There are (at least) two ways to try and repair models in Meshmixer. The first one is by selecting Analysis -> Inspector. If your model contains holes, a blue marker will point at it. From the drop-down menu on the left side, you can select three different hole filling methods. Their names a fairly self-explanatory (Minimal fill, Flat fill, Smooth fill) and you’ll have to experiment with them. Different methods will work better with different models. Magenta markers point at disconnected or very small parts of the model, these will simply be deleted. And red markers show “non-manifold” geometry that cannot exist in real world. Which is obviously a problem since we want to 3D print the model. If you click on one of the markers, Meshmixer will try to fix the problem. However, if the marker turns black, it did not succeed and the problem persists. By click Auto Repair All Meshmixer will attempt to fix all of the problems. However, this does not always work. And so it’s time to use a bigger hammer!
Meshmixer Make solid
You’ll find this option under Edit -> Make Solid. In our previous article we used Make solid to create blocky or low poly versions of your model. This should give you a good idea of how destructive it is. Meshmixer will completely recalculate all triangles of the model, problematic or not. This will always repair any problems that the model might have had. But it degrades the quality of the model and increases the file size (quite a bit actually). The trick is to use high enough resolution that the quality decrease won’t be visible on the 3D print.

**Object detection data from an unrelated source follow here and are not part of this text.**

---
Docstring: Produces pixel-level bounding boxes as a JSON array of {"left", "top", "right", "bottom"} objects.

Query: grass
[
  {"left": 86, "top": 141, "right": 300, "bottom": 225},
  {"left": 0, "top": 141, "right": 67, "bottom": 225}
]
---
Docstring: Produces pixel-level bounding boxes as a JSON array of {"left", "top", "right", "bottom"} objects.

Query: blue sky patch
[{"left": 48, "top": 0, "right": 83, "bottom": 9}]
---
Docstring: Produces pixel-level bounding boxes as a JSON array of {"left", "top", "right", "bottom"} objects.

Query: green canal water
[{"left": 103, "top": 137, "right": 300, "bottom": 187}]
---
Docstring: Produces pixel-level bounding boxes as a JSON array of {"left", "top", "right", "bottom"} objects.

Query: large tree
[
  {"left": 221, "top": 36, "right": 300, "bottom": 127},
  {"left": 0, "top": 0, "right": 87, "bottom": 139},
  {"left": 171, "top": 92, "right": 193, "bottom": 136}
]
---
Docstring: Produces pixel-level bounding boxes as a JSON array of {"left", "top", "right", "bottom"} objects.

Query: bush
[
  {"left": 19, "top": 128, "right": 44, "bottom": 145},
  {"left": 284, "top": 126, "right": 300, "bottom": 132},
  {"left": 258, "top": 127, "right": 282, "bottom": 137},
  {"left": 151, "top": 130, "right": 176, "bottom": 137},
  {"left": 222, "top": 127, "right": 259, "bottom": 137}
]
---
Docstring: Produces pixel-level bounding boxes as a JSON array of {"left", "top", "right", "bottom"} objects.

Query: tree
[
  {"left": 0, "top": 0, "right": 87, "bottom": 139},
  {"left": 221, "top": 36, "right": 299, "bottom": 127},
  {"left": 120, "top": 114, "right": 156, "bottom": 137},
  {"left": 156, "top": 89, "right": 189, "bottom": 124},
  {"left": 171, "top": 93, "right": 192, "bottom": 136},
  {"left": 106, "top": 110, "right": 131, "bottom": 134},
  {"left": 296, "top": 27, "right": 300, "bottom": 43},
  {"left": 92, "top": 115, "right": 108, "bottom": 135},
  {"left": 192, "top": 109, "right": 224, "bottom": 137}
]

- From the drop-down menu choose Accurate as Solid Type. You may also choose Sharp Edge Preserving if you really want to keep edges really sharp. Again, Autodesk is pretty good at choosing self-explanatory names 🙂
- Use the Solid accuracy and Mesh density sliders to make the new re-meshed model look as close to the original as possible (usually, you’ll have to increase the default values).
- Hit Update to see the changes. Depending on the complexity of your model, this may take some time.
- Keep in mind the scale of your model. You might not like the small triangles on the edges of the model, but if they’re small enough and well beyond the resolution of any FDM 3D printer, you don’t have to worry about them.
- When you’re done, Accept the edit
- Choose File -> Export. Choose STL as the file format.
If you’re using Windows 10 (or 8) you’re in luck (at least in this case ;-)! Microsoft added an excellent app for editing models for 3D printing to the Microsoft Store called 3D Builder. Sadly, but for obvious reasons, it’s available only for Windows. When you open a model in 3D builder you first have to choose import units (typically millimeters). After that, if your model has any errors, the 3D Builder will put a red frame on the bottom of the model and offer you a one-click solution with a pop-up in the lower right corner. Just click on the repair box and that’s it. You can now save the model as STL. 3D builder has .3MF set as default output file format, so don’t forget to change it.
After you successfully repair your STL, the workflow is the same as if the model wasn’t broken in the first place. Import it to your favorite slicer, export gcode, upload it to the SD card, and you are ready to print.